V-Blaze and V-Cloud Online Help

/transcribe Endpoint

The /transcribePOST method accepts a single audio file or a zip file containing one or more audio files to be processed, and returns a requestid string for tracking purposes. If you specified a callback, results are posted to the callback URL provided in the callback parameter immediately after successful processing.

The /transcribe endpoint enables you to submit files for transcription.


POSTing to the /transcribe endpoint requires the following parameters to provide authentication information and to identify the audio or zip file that you are attempting to upload.

  • token (required) – string used to authenticate and authorize the request. You will receive a token from Voci Support to use with requests to the V‑Cloud API. All requests made with your token will be tied to your account. Please notify Voci Support immediately if your token is compromised or lost.

    Example of token format (non-functional token, do not use): 123e4567e89b12d3a456426655440000

  • file (required) – a single audio file or zip file that contains one or more audio files to process. Supported zip file formats are zip (MIME type application/zip) and 7z (MIME type application/x-7z-compressed). The zip file can be password encrypted, with the zpass  parameter specifying the password.

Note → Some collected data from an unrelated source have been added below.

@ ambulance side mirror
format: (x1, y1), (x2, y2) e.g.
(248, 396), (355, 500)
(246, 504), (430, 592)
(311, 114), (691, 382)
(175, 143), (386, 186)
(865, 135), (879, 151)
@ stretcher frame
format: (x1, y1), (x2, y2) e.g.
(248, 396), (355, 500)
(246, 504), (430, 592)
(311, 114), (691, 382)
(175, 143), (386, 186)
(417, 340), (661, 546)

    The Linux file command gives the following outputs for accepted audio file formats:

    $ file example1.wav
    example1.wav: RIFF (little-endian) data, WAVE audio, Microsoft PCM, 8 bit, mono 8000 Hz
    $ file example2.wav
    example2.wav: RIFF (little-endian) data, WAVE audio, ITU G.711 mu-law, mono 8000 Hz
    $ file example3.wav
    example3.wav: RIFF (little-endian) data, WAVE audio, ITU G.711 A-law, mono 8000 Hz

    The key compatibility indicators are RIFF, WAVE, Microsoft PCM, and ITU G.711. The sample rate may be between 8000 and 16000 Hz, where 8000 Hz is preferable. The file may also contain more than one channel.


    Transcoding from other audio formats is available as an optional licensed feature of V-Cloud. See Adjusting for Different Types of Input for more information.

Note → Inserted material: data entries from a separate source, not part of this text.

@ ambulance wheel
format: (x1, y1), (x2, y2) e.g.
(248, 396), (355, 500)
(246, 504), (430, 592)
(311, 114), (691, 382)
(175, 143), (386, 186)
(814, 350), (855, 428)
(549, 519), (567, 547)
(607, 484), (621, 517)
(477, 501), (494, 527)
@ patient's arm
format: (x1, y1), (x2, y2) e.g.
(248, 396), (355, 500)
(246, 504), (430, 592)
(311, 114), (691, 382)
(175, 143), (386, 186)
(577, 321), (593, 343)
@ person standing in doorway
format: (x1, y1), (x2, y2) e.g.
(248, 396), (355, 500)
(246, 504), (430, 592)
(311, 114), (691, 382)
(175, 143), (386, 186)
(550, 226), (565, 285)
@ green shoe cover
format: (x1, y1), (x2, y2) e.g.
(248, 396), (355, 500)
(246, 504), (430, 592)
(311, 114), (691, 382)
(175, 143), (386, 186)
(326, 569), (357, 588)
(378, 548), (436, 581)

  • callback (optional) — URL endpoint for V‑Cloud to POST results to when processing is complete. Can be either an HTTP or HTTPS endpoint.

  • model (optional) — string to indicate which language model should be used to transcribe the audio. If not specified, the default model will be used. You will receive model names which are authorized for your account from Voci Support.

  • output (optional — json, jsontop, or text) - string to indicate the desired output format. See output for detailed information about each of these possible values. See the Voci JSON Output Format Guide for detailed descriptions of all JSON fields.

This section only discussed mandatory or primary V‑Cloud options. See V‑Cloud Transcription Parameters for information about other parameters that you can pass in order to produce specific content in specific formats in your transcripts.